Fix indexedarray adjoint by aneangel · Pull Request #1504 · NVIDIA/warp

aneangel · 2026-06-02T01:20:44Z

Description

wp.indexedarray inputs were not differentiable: wp.Tape raised AttributeError
(no .grad), a manual adjoint launch segfaulted on CPU, and on CUDA it silently
produced zero gradients.
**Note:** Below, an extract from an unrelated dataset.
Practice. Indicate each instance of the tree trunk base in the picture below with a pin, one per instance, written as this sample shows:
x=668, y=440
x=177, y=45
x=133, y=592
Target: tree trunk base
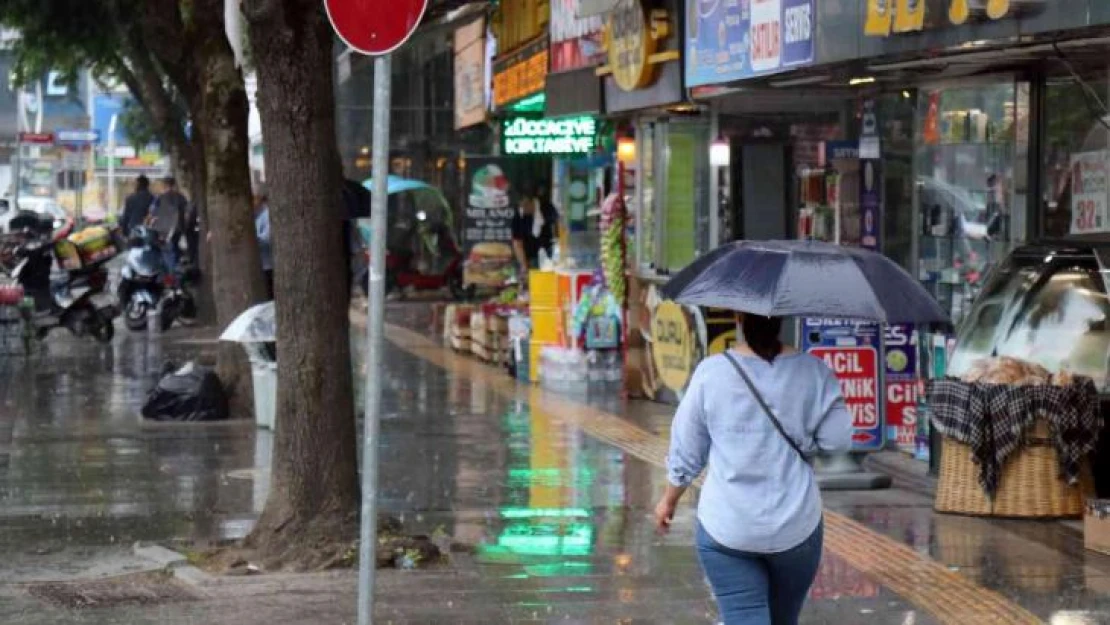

This adds gradient support for indexed-array inputs so the
adjoint follows the gather indirection and accumulates into the base array's gradient.

right now this is only handling 1-D arrays, multi-dim is still needing to be implemented

closes #1479

Checklist

I am familiar with the Contributing Guidelines.
New or existing tests cover these changes.
The documentation is up to date with these changes.

Test plan

uv run warp/tests/test_indexedarray.py
uv run warp/tests/test_indexedarray.py -k grad_1d

Verified gradients are correct on CPU and CUDA via both wp.Tape and a manual
adjoint launch (expected [0, 0.25, 0, 0.5, 0, 1.0]).

Bug fix

import warp as wp
import numpy as np

@wp.kernel
def weighted_sample_sum(samples: wp.indexedarray[float], weights: wp.array[float], total: wp.array[float]):
    i = wp.tid()
    wp.atomic_add(total, 0, samples[i] * weights[i])

base = wp.array(np.linspace(1, 6, 6, dtype=np.float32), dtype=float, requires_grad=True)
weights = wp.array([0.25, 0.5, 1.0], dtype=float)
samples = wp.indexedarray1d(base, [wp.array([1, 3, 5], dtype=wp.int32)])
total = wp.zeros(1, dtype=float, requires_grad=True)

tape = wp.Tape()
with tape:
    wp.launch(weighted_sample_sum, dim=samples.size, inputs=[samples, weights], outputs=[total])
tape.backward(loss=total)
print(base.grad.numpy())   # without this PR: AttributeError / zeros / segfault

Summary by CodeRabbit

New Features
- Improved gradient support for indexed arrays in automatic differentiation; gradients now properly propagate through indexed array operations.
Tests
- Added tests validating gradient computation through indexed array inputs.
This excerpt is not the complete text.